The problem of Unnecessary Rerenders and its solutions:
React works by keeping an in memory representation of DOM tree which is made up of React components. After each state change, React re runs components which includes all computations performed within the components, finds out which parts of DOM needs to be updated by comparing its virtual DOM with the state changes and updates those parts. The problem with this model is unnecessarily re running all computations within components after each state update. It can also have performance implications.
UseMemo/Usecallback owes their existence to circumvent performance issues which might arise out of re running expensive computations repeatedly. These APIs offer us a way to memoize the result of expensive computations which are only re computed only when their dependencies change. However, it can get tricky because now each re render React compares if the dependencies have changed instead and if the comparison requires deep equality check, it can potentially take more time compared to re computing the memoized values!

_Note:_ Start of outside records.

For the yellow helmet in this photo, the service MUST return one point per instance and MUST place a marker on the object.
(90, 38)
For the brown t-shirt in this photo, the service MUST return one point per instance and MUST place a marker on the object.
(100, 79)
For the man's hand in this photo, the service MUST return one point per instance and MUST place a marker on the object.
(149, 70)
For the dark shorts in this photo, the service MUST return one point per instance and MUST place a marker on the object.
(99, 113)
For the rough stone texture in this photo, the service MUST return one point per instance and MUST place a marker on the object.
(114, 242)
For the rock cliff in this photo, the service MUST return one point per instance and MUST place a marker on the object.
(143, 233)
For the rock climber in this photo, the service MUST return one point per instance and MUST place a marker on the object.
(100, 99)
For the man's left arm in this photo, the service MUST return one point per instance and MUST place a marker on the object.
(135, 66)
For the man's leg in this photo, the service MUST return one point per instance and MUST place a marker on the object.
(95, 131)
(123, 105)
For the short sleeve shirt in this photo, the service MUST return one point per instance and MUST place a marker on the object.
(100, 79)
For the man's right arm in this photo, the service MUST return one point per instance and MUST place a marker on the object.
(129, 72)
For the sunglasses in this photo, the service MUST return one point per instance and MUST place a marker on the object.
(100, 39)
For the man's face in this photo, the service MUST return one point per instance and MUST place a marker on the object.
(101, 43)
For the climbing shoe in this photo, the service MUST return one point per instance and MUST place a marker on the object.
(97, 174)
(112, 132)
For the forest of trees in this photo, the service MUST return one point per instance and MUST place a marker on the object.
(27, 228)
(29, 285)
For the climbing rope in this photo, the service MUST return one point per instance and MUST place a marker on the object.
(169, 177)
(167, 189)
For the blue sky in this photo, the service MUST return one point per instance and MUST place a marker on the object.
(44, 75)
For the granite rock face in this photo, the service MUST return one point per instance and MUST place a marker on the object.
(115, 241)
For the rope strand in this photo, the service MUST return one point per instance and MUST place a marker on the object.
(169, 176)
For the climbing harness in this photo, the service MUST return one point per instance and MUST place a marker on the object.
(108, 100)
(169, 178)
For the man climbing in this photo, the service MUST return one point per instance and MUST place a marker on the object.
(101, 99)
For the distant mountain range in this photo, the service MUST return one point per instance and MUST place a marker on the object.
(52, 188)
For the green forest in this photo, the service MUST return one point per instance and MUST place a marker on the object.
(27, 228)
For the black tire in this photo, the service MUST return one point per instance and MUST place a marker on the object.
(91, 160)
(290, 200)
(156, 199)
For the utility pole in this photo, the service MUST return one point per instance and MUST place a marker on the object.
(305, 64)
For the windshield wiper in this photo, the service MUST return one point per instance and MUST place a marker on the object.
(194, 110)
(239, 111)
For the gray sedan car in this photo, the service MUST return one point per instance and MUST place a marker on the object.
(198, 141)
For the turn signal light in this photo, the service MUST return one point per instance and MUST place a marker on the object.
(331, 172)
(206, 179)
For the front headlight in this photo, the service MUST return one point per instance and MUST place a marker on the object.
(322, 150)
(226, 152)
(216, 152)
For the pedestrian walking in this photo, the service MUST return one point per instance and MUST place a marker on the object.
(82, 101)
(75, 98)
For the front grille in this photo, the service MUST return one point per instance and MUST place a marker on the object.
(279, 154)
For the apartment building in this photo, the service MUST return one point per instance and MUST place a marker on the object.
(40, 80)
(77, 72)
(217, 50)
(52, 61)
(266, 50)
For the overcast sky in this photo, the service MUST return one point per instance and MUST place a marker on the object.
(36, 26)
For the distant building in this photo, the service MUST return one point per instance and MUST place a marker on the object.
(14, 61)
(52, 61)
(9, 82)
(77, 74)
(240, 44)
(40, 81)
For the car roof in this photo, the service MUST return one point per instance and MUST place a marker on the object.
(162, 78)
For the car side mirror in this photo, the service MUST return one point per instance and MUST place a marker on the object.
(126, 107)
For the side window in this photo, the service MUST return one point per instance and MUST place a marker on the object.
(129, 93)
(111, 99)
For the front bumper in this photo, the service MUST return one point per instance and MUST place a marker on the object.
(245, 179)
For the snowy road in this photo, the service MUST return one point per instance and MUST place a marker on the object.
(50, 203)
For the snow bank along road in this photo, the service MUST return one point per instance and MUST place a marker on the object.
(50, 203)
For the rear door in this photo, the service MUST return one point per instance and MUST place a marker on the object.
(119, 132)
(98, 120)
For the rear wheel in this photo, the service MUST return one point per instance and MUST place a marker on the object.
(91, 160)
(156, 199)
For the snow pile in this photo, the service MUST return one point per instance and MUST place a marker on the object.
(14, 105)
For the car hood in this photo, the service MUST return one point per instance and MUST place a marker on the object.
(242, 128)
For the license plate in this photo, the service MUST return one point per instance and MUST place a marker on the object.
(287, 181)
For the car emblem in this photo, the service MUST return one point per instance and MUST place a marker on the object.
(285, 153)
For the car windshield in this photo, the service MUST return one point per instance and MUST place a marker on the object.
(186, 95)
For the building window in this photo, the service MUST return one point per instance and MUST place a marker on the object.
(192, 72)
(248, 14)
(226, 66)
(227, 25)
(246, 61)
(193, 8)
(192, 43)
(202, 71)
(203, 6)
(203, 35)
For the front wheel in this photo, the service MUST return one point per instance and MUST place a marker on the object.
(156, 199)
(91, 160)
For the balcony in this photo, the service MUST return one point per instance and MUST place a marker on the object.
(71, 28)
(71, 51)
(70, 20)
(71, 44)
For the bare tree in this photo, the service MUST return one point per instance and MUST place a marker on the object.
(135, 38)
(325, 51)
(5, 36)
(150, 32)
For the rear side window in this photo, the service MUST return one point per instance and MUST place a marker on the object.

As I see it, the mechanism a framework chooses to implement a feature isn't important, what is important though is that details of implementation should be completely transparent when using that feature. Applied to front-end frameworks, whether it uses virtual DOM or not isn't particularly important as long as its transparent to us when we use it. In the case of React we have to learn about it when we get unnecessary rerenders or/and then look for useMemo/useCallback as a remedy.
Manual tasks which should be automated by framework:
Having to explicitly declare dependency array in useEffect and do timer and event listener cleanups on unmount is a routine task which should be automated by the frameworks, especially so if a framework aims to be declarative.
The functional React
Admittedly this is subjective so you can ignore it if you want.
React components are modelled as functions in modern React but this interface is confusing and difficult to reason about because these components have persistent local state and attached life cycle events which can mutate this state.
As an aside, these components seem to behave more like actors rather than functions or classes. For instance Actors have the following characteristics which make them or something similar a suitable choice for modelling components.
(i) Actors have local state.
(ii) Actors can send and receive messages and update their behavior according to them.
(iii) Actors can spawn new actors recursively.
Components have similar structure.
(i) Components keep a local state.
(ii) Components update their behavior in response to new events which can be modelled as messages.
(iii) Components create and manage new components (child components).
We can have different kinds of actors as well for dealing with different activities such as data fetching and
caching, batching up updates to UI, Routing and so on. This model could also make use of web workers and upcoming WebGPU seamlessly to improve performance on some computationally expensive tasks.
Would love to know people's thoughts on this line of thought.
Final Remarks
Despite these inconveniences, React has one thing going for it, a large Community and a mature ecosystem around react (open source libraries, docs, tutorials). Consequently, it is easier to find people who already know react which can be a deciding factor for choosing React over relatively unpopular frameworks like Elm or Svelte.